Monday, May 12, 2014

We have a plan

With countless unknowns within the world of Infertility, a plan is like gold. It is treasured and for a brief moment you know what to expect. Whether the plan works or not- another of the unknowns, but how to prep and what protocols you're doing.. it helps the mind get prepared so you can focus all your energy on hoping and praying and wishing.

My plan (Combined from RI & RE)
Start steriods (prednisone) tomorrow; CD3 scans/bw and start Femera; CD6 Start Lovenox & Menopur injections; CD7 Drive out to Chicago for scans; CD8 Drive back to NJ for scans; CD10 another scan.. by then my eggs are usually as good as they will ever get.

We discussed back to back IUI vs. just one day. He admitted the last cycle did not have optimal timing- which I kinda knew. He is all in favor of back to back and said thawed sperm should live for 36 hours so that would not be an issue. I told him he was in charge of how the sperm was used- I'm just going to follow along. He seemed that we would be using more vials on the 2nd IUI than the first, which is what I would have said if I made the decision. (I kind of promised Chris I would shut up and listen to the doctor this cycle- so I'm trying real hard to do that)

I felt pretty good- he made changes based on my concerns, which sometimes makes me question it since I'm not the expert... but I always have strong evidence with a concern (i.e. start scans on CD8 instead of his idea of CD10 since last 2 times I triggered before CD10). He also asked me how I wanted to trigger.. I told him I wasn't that informed on triggers (after I told him I was concerned with the lower dose given my BMI- so I was somewhat informed) so he decided to change it.

I am also feeling better about the RI. I feel like when I get information from one that I didn't get from the other, it makes me confused and wonder which one I should trust. Given my relationship with the RE, I trusted him more from the beginning, but the RI scored some points today.

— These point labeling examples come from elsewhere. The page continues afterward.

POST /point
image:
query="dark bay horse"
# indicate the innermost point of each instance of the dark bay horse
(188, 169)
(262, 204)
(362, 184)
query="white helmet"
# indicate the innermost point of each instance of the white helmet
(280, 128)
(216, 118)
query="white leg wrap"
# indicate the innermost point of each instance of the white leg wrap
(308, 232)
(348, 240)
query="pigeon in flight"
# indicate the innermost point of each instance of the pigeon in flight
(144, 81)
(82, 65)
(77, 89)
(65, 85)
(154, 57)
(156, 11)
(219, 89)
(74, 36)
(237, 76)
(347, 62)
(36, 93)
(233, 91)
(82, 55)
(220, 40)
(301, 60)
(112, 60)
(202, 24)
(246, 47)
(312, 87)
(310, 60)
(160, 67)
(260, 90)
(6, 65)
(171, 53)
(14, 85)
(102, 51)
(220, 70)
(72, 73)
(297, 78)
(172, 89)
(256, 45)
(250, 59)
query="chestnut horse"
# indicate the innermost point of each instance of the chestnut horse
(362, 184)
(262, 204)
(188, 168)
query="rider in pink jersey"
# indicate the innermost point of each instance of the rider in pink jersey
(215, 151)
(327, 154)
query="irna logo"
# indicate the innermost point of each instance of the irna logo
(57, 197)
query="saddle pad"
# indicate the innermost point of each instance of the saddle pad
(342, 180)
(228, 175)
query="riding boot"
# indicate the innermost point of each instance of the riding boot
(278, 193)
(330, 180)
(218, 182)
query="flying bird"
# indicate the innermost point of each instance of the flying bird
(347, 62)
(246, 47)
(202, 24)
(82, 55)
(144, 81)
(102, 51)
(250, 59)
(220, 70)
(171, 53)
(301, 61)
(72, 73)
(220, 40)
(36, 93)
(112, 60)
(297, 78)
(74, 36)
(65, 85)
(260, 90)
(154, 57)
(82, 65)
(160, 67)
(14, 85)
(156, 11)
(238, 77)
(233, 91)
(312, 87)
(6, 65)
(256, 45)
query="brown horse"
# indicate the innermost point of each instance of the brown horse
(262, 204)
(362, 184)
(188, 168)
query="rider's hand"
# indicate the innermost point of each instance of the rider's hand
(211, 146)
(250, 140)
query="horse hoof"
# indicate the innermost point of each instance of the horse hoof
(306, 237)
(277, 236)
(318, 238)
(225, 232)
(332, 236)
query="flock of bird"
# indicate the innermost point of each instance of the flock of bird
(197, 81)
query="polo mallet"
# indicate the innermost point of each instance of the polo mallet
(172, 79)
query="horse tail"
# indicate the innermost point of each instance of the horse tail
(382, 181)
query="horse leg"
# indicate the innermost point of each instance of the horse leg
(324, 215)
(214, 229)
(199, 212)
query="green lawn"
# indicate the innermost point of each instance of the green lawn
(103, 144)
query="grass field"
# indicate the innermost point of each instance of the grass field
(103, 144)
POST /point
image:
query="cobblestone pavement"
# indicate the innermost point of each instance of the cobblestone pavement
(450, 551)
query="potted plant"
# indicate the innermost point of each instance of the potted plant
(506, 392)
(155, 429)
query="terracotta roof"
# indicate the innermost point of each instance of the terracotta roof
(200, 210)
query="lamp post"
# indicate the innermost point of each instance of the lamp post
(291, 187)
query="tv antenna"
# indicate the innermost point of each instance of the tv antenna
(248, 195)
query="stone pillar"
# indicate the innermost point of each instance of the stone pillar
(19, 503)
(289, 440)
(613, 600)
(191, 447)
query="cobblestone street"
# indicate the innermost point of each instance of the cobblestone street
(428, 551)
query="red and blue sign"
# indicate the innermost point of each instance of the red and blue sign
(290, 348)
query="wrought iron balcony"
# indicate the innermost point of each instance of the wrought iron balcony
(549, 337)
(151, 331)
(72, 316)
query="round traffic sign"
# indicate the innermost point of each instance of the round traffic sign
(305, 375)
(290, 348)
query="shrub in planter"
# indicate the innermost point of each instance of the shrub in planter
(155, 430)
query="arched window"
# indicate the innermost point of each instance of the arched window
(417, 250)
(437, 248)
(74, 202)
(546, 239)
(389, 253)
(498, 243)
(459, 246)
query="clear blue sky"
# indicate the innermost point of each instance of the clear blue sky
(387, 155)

RE checked my notes and apparently I do have a tiny uterus (unlike the generic everything is perfect paragraph copy and pasted in all new patient files)- score 1 for the RI
But the RE called it crazy to swallow prometrium since it is metabolized in the liver and can cause anti-progesterone antibodies and it would make me super sleepy all day long - score 1 for the RE

As much as I like my RE, he sometimes does something dick-ish to stop me from going over the top liking him. He is a really caring person and goes out of his way to accommodate Chris and me, but every once in a while he just hurts my feelings. Today he laughed at the idea of me having twins from an IUI- like the odds were so out of our favor. Seriously- no odds are in our favor. We know it would be a miracle for anything to work- but geesh!

Last time he told me if an IUI worked on the first try we could consider ourselves geniuses. Ugh! Part of how I see myself is my advanced cognitive ability.. I felt like he was trying to call me dumber for not having children and I could only be a genius if I was pregnant.

The other thing was when he did the endometrial scrape and didn't warn me. I don't believe in the whole, it hurts less if you don't know its going to happen. Very dick-ish of him.

I still trust him very much and I do like him. But it reminds me that he is human and like everything else not perfect. Oh well, enough of him.

I have a plan that I am happy with- and two doctors who I am trying to have faith in. Like I mentioned before, I promised Chris I would just trust them so I'm keeping my FX'd that they knock me up this cycle.

Edited because I get Lovenox and Letrozole mixed up. Doh!